13 Boaz épousa Ruth; elle devint sa femme et il s’unit à elle. L’Éternel permit à Ruth de devenir enceinte et elle mit au monde un fils.
14 Les femmes dirent à Naomi: «Béni soit l’Éternel qui ne t’a pas laissée manquer aujourd’hui d’une personne ayant le droit de rachat! Que son nom soit célébré en Israël!
15 Cet enfant sera ton réconfort et le soutien de ta vieillesse, car ta belle-fille qui t’aime l’a mis au monde, elle qui vaut mieux pour toi que sept fils.»
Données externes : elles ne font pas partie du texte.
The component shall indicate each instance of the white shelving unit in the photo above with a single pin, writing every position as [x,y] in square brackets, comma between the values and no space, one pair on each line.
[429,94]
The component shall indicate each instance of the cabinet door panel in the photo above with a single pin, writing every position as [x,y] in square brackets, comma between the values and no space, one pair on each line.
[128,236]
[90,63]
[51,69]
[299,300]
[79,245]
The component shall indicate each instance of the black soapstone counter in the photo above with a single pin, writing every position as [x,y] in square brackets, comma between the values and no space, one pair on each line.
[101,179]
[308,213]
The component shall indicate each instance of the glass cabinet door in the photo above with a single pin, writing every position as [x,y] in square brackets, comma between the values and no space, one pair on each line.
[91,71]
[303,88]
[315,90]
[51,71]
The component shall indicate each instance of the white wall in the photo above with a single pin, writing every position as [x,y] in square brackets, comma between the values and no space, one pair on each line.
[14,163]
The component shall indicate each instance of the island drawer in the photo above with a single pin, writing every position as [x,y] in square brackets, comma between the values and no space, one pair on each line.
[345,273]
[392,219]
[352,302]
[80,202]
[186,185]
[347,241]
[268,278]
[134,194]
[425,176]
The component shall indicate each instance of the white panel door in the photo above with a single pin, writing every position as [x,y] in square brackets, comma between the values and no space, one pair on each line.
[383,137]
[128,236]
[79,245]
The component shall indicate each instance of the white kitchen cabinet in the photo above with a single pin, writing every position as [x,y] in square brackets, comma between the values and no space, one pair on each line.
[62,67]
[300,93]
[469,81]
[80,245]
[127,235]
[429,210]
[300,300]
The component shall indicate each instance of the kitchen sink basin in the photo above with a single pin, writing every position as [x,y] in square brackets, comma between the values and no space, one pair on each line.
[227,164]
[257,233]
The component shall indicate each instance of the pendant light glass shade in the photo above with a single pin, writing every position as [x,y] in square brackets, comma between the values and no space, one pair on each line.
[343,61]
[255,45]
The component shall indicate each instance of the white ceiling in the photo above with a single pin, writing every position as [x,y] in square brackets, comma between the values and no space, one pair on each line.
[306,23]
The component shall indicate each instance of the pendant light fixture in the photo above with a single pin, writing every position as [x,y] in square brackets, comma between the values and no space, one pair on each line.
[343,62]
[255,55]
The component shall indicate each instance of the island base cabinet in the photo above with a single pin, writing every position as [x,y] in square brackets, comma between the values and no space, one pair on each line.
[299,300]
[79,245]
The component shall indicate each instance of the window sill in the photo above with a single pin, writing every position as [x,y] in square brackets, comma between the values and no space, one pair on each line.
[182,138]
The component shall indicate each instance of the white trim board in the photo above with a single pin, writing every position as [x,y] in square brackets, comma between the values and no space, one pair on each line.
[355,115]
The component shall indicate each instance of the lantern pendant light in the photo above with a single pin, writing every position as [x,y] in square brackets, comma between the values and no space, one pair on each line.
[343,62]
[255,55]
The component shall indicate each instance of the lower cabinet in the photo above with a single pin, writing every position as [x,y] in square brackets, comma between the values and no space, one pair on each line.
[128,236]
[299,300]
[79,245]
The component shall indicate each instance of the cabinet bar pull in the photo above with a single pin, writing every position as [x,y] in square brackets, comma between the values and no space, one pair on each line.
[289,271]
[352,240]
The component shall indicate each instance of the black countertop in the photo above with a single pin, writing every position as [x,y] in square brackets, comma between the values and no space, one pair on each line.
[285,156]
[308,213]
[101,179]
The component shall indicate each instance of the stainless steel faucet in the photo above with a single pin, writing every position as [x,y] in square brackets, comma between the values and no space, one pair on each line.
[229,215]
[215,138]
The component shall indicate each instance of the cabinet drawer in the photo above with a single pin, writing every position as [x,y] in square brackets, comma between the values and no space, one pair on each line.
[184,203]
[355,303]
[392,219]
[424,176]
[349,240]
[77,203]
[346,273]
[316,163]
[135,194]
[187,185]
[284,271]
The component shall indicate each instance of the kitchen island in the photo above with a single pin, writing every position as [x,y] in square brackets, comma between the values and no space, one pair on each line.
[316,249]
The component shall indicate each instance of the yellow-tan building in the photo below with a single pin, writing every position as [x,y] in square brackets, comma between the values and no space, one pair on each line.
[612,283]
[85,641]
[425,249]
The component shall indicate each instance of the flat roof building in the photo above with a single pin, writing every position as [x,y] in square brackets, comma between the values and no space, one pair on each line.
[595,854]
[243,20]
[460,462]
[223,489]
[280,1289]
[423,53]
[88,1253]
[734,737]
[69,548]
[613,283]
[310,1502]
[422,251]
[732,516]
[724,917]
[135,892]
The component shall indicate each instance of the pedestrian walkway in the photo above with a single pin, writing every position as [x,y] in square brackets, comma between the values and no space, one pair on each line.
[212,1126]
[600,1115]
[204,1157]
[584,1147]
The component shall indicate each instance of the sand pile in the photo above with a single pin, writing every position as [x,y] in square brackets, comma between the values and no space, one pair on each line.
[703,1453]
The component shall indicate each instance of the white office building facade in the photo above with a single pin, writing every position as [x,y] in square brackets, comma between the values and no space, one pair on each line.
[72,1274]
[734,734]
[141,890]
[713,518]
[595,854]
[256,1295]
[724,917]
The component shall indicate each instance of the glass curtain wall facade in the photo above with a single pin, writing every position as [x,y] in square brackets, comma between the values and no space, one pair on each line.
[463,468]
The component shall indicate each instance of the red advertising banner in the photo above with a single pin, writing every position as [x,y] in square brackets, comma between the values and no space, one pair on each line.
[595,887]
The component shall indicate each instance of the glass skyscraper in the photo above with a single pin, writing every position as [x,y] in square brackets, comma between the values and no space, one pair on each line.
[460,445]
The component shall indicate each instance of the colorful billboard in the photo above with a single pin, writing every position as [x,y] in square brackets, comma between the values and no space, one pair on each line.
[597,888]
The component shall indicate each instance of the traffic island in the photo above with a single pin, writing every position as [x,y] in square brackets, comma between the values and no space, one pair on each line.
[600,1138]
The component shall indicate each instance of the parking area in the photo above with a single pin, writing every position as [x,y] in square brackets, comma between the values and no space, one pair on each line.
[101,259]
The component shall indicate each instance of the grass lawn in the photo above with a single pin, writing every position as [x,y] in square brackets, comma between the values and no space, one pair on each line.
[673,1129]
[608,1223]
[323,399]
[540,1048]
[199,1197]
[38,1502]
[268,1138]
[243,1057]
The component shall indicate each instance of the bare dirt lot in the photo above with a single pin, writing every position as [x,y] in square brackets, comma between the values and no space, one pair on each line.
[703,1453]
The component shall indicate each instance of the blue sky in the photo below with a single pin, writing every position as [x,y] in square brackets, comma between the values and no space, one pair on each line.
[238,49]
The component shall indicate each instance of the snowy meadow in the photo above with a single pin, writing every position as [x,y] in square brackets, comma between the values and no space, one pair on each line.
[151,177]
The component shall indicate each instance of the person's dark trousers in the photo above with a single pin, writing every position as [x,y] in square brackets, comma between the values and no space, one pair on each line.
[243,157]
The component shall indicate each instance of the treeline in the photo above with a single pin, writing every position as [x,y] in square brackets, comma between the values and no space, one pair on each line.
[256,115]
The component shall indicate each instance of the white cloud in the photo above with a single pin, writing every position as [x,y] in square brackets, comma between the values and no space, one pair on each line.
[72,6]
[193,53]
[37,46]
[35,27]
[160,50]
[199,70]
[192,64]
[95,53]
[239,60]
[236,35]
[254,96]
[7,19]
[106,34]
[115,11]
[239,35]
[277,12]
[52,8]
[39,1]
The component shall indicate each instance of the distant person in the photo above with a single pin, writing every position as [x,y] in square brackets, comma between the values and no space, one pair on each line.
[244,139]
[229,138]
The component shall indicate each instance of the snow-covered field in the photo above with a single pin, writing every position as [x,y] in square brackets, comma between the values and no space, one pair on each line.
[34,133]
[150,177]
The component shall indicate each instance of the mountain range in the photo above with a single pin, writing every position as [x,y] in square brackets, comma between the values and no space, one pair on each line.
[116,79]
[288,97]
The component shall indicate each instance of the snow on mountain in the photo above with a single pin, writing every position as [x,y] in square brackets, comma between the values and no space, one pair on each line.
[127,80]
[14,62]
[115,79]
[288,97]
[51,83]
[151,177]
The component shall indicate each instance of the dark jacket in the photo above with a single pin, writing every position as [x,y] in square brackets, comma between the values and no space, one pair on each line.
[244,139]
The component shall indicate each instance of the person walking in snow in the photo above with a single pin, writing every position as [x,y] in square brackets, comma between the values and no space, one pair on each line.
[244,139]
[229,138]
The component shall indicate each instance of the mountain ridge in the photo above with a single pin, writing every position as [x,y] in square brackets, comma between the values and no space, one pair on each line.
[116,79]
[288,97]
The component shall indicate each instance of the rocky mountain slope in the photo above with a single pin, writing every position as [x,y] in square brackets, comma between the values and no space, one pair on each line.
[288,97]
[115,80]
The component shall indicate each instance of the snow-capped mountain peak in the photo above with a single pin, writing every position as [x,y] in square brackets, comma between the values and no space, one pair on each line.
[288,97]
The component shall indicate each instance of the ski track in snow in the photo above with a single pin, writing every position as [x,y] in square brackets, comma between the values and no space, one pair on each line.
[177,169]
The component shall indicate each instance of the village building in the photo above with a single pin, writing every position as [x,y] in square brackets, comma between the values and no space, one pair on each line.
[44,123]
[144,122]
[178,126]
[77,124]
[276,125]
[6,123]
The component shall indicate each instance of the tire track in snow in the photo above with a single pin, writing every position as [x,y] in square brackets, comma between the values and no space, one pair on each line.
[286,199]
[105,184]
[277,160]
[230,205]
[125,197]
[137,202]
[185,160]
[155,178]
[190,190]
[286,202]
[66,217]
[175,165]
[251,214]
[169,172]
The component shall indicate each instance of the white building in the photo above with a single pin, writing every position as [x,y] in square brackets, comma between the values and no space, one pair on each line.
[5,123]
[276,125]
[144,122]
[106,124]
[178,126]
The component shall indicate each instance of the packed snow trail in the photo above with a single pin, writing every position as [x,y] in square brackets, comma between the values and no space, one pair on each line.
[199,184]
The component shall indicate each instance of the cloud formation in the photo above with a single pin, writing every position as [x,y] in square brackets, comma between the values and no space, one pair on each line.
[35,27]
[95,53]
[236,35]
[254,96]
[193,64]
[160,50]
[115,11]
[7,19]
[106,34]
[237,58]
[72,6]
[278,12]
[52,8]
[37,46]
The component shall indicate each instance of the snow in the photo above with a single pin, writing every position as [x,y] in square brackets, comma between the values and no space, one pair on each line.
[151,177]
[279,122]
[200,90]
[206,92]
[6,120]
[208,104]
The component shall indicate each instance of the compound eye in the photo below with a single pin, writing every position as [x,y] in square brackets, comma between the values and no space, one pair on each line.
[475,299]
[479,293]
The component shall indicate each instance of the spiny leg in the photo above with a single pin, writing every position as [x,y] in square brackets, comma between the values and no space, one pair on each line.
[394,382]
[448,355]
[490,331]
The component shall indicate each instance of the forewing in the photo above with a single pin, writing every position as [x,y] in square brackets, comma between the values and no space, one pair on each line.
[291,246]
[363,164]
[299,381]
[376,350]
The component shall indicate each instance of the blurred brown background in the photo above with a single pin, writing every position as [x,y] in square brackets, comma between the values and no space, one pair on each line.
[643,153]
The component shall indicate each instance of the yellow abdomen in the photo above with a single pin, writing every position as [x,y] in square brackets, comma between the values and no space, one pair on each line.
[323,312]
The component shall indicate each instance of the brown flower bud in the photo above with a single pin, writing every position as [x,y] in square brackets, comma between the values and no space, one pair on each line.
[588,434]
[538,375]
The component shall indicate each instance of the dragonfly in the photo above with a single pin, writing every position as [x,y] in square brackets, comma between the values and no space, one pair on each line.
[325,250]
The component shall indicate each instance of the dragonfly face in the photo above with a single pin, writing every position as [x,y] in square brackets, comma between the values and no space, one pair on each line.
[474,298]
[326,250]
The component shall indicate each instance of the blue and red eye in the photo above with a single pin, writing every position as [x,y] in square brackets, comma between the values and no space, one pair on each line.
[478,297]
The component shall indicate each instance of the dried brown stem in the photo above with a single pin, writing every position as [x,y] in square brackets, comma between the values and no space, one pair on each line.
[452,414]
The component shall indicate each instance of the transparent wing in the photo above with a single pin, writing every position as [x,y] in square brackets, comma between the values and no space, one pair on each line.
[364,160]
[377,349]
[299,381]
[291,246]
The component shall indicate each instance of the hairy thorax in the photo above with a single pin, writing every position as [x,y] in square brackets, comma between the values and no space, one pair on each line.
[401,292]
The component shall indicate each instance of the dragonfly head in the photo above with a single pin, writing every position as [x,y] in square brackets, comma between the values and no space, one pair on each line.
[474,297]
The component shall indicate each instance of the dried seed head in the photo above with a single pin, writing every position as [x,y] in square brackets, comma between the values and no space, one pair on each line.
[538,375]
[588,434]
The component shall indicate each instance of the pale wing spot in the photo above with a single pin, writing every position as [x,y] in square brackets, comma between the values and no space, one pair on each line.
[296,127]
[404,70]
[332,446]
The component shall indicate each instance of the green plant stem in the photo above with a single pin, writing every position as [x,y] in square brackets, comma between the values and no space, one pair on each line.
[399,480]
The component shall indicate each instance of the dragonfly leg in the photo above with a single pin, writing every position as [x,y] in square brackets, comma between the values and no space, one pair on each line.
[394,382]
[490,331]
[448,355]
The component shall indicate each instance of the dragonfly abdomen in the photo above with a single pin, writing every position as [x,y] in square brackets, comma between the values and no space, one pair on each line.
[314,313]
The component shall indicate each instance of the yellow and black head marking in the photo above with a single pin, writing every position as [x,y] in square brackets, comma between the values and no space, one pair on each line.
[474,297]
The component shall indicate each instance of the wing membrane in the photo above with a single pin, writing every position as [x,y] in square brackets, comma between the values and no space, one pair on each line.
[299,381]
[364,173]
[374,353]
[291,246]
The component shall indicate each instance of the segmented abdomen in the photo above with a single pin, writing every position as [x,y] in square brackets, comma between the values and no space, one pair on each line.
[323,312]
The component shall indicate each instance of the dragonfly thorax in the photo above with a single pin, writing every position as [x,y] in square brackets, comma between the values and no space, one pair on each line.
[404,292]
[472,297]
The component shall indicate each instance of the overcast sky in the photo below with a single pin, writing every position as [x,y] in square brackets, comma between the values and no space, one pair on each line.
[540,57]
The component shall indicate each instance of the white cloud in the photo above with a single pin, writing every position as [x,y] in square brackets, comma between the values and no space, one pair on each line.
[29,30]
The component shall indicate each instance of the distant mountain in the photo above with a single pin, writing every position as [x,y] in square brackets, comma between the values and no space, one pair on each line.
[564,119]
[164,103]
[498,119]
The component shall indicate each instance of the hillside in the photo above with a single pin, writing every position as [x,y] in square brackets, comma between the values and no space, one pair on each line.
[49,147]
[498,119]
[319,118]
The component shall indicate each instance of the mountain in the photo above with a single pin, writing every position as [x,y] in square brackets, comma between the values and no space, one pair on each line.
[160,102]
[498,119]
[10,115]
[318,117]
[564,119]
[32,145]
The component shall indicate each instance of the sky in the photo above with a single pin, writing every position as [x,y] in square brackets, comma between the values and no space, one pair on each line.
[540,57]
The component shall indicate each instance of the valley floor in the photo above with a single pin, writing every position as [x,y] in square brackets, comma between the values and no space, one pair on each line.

16 Naomi prit l’enfant, le serra sur sa poitrine et l’éleva.
17 Les voisines lui donnèrent un nom en disant: «Un fils est né à Naomi», et elles l’appelèrent Obed. Ce fut le père d’Isaï, père de David.
18 Voici la lignée de Pérets.
19 Pérets eut pour fils Hetsron, Hetsron eut Ram, Ram eut Amminadab, 20 Amminadab eut pour fils Nachshon, Nachshon eut Salmon,
21 Salmon eut pour fils Boaz, Boaz eut Obed, 22 Obed eut pour fils Isaï et Isaï eut David.

[1. Boaz, l’honnêteté et la générosité]

La première moitié du récit comporte beaucoup d’éléments culturels.

Avant de pouvoir acheter les terres de Naomi, et avant de pouvoir épouser Ruth, Boaz doit s’assurer que le parent le plus proche refuse son droit de rachat. Pour cela, il convoque cet homme et demande à des témoins d’assister à leur discussion.

Au départ, ce parent proche semble intéressé par les terres. Cependant, lorsqu’il apprend qu’il doit aussi épouser Ruth, subvenir à ses besoins, lui assurer une descendance et lui laisser un héritage, il change d’avis, car financièrement, ce n’est pas avantageux.

Boaz, devant témoins, se déclare prêt à devenir le Go’el, le rédempteur de Ruth.

Ce passage met en lumière l’honnêteté de Boaz. Il agit selon les règles et devant témoins. Cela garantit la légitimité de son rachat des terres et de son mariage.

Nous voyons également la générosité de cet homme. Il a déjà aidé Ruth financièrement et projette maintenant de prendre soin d’elle et de sa belle-mère, Naomi.

La bienveillance de Boaz m’interpelle sur le sens de la famille. Le texte ne nous dit pas précisément ce qui motive Boaz. Il est peut-être amoureux de Ruth. En tout cas, dans les chapitres 2 et 3, il admire sa fidélité à Dieu et sa loyauté envers sa belle-mère.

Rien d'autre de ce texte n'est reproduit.